Considering, however, that there are seven (7) petitioners and that only one (1) office is involved in this case, none of
them can, or does, give an assurance that he will be the one appointed by the President, should said office be declared
vacant. In short, the claim of each petitioner is predicated solely upon a more or less recipient of the appointment. It is
obvious, therefore, that none of them has a cause of action against respondent herein (Acosta vs. Flor, 5 Phil., 18, 22; Lino
Luna vs. Rodriguez, 36 Phil., 401; Neuno vs. Angeles, 76 Phil., 12).

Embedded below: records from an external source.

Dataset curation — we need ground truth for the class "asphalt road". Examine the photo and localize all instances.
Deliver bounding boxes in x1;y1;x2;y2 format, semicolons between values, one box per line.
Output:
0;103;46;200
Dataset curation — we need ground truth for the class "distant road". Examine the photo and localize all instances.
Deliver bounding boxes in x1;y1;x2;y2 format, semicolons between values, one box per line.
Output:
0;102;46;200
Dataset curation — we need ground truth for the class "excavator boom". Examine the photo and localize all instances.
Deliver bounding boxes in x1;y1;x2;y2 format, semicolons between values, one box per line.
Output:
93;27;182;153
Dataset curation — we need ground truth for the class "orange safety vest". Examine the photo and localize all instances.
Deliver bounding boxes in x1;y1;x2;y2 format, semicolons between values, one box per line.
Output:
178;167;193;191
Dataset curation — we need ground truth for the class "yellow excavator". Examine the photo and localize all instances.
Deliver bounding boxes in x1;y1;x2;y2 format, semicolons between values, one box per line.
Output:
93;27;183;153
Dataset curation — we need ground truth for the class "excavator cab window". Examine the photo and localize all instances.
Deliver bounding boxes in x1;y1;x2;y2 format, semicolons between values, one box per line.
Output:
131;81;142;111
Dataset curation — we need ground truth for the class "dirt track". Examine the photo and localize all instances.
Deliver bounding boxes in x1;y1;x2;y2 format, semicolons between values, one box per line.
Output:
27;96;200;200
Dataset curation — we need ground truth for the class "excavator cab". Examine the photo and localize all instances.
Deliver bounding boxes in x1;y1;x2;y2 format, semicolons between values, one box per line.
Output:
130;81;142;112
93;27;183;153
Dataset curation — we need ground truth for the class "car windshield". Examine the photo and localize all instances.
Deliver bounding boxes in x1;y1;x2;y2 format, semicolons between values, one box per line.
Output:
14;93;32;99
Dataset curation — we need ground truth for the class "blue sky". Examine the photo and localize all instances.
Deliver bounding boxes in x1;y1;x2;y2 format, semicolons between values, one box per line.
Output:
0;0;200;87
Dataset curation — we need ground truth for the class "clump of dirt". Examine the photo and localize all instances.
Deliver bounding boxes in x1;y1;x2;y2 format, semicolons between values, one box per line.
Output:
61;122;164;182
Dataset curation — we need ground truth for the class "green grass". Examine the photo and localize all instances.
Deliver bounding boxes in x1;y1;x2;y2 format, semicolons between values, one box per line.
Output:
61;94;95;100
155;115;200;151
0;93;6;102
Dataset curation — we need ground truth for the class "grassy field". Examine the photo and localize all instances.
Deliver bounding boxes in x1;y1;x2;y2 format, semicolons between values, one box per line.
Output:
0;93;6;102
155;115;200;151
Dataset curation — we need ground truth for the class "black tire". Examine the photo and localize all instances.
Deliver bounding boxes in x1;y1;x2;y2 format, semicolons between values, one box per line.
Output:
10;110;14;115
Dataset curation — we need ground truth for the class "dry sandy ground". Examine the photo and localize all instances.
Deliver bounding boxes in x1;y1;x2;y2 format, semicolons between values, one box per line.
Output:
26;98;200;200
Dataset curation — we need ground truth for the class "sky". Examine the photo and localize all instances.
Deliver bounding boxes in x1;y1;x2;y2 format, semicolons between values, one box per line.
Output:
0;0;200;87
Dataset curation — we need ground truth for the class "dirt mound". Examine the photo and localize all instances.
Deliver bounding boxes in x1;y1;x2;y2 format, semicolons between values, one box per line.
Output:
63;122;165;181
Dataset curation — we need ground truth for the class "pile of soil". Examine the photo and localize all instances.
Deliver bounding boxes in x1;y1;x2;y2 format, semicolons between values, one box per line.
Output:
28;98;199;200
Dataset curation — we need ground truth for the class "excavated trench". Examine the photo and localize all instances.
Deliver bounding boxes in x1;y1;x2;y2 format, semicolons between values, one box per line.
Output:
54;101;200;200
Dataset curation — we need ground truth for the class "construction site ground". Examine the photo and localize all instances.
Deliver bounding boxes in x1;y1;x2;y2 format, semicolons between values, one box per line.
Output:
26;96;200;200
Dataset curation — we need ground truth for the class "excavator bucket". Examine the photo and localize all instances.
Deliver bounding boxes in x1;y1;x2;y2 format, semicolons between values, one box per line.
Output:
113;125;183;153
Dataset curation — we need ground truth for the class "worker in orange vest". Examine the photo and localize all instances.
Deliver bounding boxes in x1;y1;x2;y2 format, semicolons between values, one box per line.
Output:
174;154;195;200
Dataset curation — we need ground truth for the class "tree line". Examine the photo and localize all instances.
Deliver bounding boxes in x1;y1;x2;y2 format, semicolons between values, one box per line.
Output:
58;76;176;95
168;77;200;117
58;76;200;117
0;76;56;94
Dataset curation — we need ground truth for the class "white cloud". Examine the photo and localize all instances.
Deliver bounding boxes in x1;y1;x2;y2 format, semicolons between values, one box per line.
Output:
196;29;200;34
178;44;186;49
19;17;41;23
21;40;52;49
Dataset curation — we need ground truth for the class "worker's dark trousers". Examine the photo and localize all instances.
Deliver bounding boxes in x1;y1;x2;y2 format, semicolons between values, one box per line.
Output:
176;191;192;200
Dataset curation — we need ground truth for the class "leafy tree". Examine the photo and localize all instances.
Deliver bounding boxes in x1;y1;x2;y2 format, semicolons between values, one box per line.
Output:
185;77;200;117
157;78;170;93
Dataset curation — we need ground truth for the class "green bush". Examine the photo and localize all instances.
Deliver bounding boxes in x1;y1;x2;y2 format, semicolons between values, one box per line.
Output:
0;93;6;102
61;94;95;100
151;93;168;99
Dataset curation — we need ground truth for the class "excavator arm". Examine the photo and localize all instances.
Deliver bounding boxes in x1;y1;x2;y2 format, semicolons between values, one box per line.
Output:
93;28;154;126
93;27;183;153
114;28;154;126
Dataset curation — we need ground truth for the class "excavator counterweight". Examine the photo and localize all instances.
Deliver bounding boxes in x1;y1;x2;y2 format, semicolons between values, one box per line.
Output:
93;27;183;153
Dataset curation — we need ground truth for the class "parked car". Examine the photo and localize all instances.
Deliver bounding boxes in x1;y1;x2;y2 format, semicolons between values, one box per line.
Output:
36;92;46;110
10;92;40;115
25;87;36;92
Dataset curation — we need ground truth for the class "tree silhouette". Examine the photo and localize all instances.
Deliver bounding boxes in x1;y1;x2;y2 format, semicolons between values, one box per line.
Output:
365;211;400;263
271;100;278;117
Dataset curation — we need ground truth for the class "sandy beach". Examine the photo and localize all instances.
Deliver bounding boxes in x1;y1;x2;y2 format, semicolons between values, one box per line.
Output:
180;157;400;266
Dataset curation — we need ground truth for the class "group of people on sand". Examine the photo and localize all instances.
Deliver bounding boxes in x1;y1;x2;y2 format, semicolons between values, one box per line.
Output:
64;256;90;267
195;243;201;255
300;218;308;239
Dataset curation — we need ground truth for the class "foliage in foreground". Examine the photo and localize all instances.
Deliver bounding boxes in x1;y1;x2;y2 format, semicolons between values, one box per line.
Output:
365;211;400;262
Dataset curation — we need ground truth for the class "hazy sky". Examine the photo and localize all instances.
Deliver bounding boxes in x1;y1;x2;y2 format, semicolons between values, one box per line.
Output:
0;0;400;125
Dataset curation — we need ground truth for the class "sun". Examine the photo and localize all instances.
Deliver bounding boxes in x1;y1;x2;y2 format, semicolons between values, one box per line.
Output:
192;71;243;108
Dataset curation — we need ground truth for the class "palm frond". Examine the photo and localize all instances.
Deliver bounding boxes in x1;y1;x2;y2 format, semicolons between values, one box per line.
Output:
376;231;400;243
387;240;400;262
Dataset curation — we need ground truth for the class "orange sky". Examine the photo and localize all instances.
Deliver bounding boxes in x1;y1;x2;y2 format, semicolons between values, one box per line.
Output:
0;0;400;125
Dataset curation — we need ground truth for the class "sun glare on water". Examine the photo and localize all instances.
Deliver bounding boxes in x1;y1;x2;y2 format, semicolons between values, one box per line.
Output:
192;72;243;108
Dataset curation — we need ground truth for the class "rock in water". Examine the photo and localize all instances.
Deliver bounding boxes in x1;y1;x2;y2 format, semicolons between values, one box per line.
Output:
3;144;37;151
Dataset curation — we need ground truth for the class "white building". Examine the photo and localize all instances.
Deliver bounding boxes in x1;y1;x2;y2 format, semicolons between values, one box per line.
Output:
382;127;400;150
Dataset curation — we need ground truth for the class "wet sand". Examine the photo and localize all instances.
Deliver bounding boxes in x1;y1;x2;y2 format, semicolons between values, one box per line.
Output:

Upon the other hand, the petition in intervention is predicated upon the right of the intervenors to submit a list
ofrecommendees for appointment to the Board of Medical Examiners. Such right does not entitle the intervenors, under
the above provision of Rule 68, to question the title of respondent herein. Hence, the petition for quo warranto has no leg
to stand on.
Wherefore, the writ prayed for should be, as it is hereby, denied, with costs against the petitioners. It is so ordered.